Такие речи можно принять иногда и за иронию, но автор необычайно последователен в развитии их основной мысли. Он готов был назвать близорукими тех, кто жалуется на землетрясения, негодует на то, что у Петра провалился дом, а у Ивана погибла жена. «Пускай себе, – говорил он. – От этого тысячам где-нибудь и когда-нибудь будет лучше. Ржавчина разрушения и пепел вулканов нужны для семян нового бытия, без чего они не принялись бы на граненом камне… Впрочем, – заканчивает он эту странную мысль, – я надеюсь, что вы не прострете моего сравнения за границы шутки»… Но пусть это и была шутка, что в данном случае весьма вероятно, но и в самых серьезных размышлениях нашего писателя смысл этой шутки повторялся, только в форме патетических возгласов.
Анализируя однажды очень подробно и тонко врожденное человеку желание прославиться, стушевывая все эгоистическое, что присуще такой жажде славы, наш оптимист хотел видеть в ней лишь «потребность любви за гробом». Потребность в славе он признавал бескорыстной и справедливой[399] и думал, что живая электрическая связь, соединяющая мир прошлого с миром грядущего, скуется до самого неба. «Каждый раз, – говорил он, – когда Провидение допускает дальних потомков прибавить несколько колец достойных подвигов или высоких мыслей к этой цепи воспоминания прежних достойных подвигов и прежних светлых открытий – может быть эфирная часть умерших виновников, зачателей всего этого, где бы ни витала она, чувствует сладостное потрясение, венчающее и на земле райский миг творенья». «Лестная мечта!» – восклицает Марлинский, сам себя ободряя. И в самом деле, как счастлив тот, кто верит, что ни одна крупица добра в мире не пропадает и нанизывается на одну вечную цепь совершенствования, которая «скуется до самого неба». Конечно, все это мечты, как раньше были шутки, но любопытно, что и в мечтах и в шутках одно и то же направление мысли.
В одном частном письме, уже совсем серьезно, Марлинский писал своему другу Полевому: «Человечество есть великая мысль, принадлежащая собственно нашему веку (т. е. мысль о прогрессе, развитие которой, действительно, одна из заслуг XIX столетия). Она утешительна: быть убежденну что если один народ коснеет в варварстве, если другой отброшен в невежество, зато десять других идут вперед по пути просвещения, и что масса благоденствия растет с каждым днем – это льет бальзам в растерзанную душу частного человека, утешает гражданина, обиженного обществом. Но все это лишь в отношении к будущему, которое не должно и не может уничтожать настоящих обязанностей»… Эти слова мы и можем принять как конечный итог всех мыслей Марлинского о судьбах человечества.

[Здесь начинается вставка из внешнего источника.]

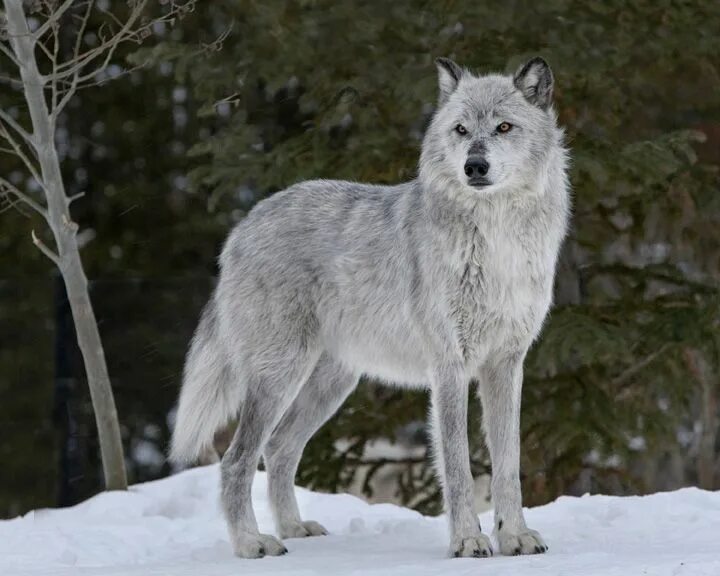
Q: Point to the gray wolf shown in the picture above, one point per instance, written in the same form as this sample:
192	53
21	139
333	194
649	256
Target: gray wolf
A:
436	283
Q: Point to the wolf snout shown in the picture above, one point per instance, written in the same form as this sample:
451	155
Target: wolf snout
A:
476	169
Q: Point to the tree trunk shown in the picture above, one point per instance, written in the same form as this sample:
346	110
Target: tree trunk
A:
700	369
70	264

Таковы основные положения оптимистического миросозерцания нашего автора, насколько о них можно судить по его отрывочным признаниям.
Но мысль не была главным двигателем психической жизни поэта. Сам он признавался, что ему «казалось и кажется, что он рожден лучше чувствовать, нежели говорить, и более действовать, чем думать»; и характеристика его как человека была бы не полна, если бы мы обошли молчанием те бурные романтические чувства, которые помогли гонимому справиться с одной из труднейших задач – с сохранением воли к жизни при условиях самых враждебных и гибельных для этой воли.
XXXIV
С одним из таких чувств – с развитым чувством эстетическим, находящим себе относительное удовлетворение в творчестве, мы уже достаточно знакомы. Мечта была для Марлинского всегда желанной гостьей. С прямым намеком на себя писал он в начале своей неволи:
Мечту Марлинского нельзя, конечно, назвать «тихокрылой»; наоборот, она своими крыльями производила шум очень резкий; но она своего достигала: она помогала его душе упорхнуть от скучной жизни.
В эту монотонную жизнь вносило большое разнообразие и другое чувство, сильно развившееся в нашем писателе в годы его кочевой, походной жизни. Это – его военный пыл. «После восторга любви, – говорил он, – я не знаю высшего восторга для телесного человека, как победа, потому что к чувству силы примешано тут чувство славы».